Pure termini marinareschi in una poesia dove la riflessione divampa.

Pagu22 marzo 2015

Pensieri e fantasia per volare lontano alla ricerca di inesplorati percorsi dell'anima dove il cuore è un gradito passeggero. Bel lavoro... fantasioso e musicale, un piccolo viaggio dei pensieri descritto con occhio attento e denso di armonia. I miei complimenti al poeta.

A
Antonio Terracciano22 marzo 2015

Cosa sarebbe un uomo senza il pensiero? Cosa sarebbe un gatto se non si sentisse (come mi pare di percepire dall'immagine) un po' leone? Azar Rudif esprime molto bene, in questa sua opera, l'esigenza di ogni essere umano di cibarsi di pensieri, semplici o elevati è di secondaria importanza, come imprescindibile pane quotidiano del suo spirito.

Cristiano De Marchi22 marzo 2015

Elevata riflessione che ci propone l'autore, il pensiero è l'atto supremo dell'essere, da quando nasciamo ci accompagna tutta la vita attraversando quel mare chiamato esistenza. Il pensiero, nell'essere umano, talvolta diventa troppo facilmente un giudizio, non ci si ferma mai a meditare, ad ascoltare la propria anima.
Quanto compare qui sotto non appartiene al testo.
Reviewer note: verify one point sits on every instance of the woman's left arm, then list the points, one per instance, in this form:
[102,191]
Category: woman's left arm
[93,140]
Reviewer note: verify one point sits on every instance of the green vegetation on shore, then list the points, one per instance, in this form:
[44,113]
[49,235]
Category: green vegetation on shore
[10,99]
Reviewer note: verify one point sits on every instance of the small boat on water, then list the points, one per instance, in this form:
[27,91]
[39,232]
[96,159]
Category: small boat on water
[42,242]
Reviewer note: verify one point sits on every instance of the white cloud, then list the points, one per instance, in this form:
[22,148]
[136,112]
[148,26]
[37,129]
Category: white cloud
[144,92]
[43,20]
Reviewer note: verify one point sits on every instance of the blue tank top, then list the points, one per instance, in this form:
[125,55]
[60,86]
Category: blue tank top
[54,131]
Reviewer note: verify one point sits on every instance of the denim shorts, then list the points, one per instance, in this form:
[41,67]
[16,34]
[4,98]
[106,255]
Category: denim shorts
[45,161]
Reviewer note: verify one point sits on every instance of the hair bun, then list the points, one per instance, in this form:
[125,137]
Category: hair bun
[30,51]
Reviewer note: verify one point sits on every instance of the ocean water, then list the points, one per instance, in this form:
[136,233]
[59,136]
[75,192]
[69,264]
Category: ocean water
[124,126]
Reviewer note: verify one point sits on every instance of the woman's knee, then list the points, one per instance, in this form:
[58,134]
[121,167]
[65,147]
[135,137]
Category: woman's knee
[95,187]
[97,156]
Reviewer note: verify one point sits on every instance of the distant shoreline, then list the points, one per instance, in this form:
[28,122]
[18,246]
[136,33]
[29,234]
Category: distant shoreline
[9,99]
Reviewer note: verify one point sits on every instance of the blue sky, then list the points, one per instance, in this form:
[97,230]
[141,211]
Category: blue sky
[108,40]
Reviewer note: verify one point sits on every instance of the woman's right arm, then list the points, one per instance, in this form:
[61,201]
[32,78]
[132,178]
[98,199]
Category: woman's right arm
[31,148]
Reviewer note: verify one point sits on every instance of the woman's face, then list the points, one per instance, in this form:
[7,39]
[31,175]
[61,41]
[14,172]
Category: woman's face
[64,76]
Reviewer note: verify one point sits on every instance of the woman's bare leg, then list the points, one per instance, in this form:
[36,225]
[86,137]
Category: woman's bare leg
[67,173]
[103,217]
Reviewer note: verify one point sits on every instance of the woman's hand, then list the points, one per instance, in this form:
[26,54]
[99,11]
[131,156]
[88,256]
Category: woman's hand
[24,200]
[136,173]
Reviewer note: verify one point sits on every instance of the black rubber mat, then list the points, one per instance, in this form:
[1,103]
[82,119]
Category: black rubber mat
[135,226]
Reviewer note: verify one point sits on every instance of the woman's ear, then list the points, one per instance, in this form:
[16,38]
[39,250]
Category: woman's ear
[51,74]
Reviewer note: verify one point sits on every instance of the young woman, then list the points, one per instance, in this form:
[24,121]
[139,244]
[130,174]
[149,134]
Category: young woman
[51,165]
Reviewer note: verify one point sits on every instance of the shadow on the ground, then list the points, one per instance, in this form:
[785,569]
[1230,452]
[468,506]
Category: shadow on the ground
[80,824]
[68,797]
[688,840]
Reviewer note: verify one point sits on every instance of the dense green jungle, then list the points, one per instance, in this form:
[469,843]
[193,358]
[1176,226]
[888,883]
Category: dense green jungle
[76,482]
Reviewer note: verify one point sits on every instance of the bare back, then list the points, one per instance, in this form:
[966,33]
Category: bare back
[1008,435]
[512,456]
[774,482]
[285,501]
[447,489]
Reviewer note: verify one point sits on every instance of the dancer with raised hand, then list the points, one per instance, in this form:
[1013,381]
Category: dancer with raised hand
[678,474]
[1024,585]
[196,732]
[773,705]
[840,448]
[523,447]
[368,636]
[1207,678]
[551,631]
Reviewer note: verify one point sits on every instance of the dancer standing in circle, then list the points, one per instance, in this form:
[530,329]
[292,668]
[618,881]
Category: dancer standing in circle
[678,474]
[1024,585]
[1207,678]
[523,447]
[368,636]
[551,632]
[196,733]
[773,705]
Questi versi ottimamente proposti evidenziano la forza e il potere in ognuno di noi. "L'uomo è ciò in cui crede. L'uomo è l'immagine dei suoi pensieri quindi spesso l’uomo diventa quello che crede di essere...” diceva Buddha. Plauso al poeta.

Anna Di Principe22 marzo 2015

Un testo ben sostenuto da versi forti e vividi, che penetra nell'interiorità dell'uomo... l'uomo che nel percorso della sua vita deve affrontare le ombre, le zone buie, i pensieri oscuri. Il tutto che scorre con grande spinta vitale tanto da muovere lo spirito al confronto per giungere nella giusta dimensione. Grande consapevolezza filosofica, il mio elogio al poeta.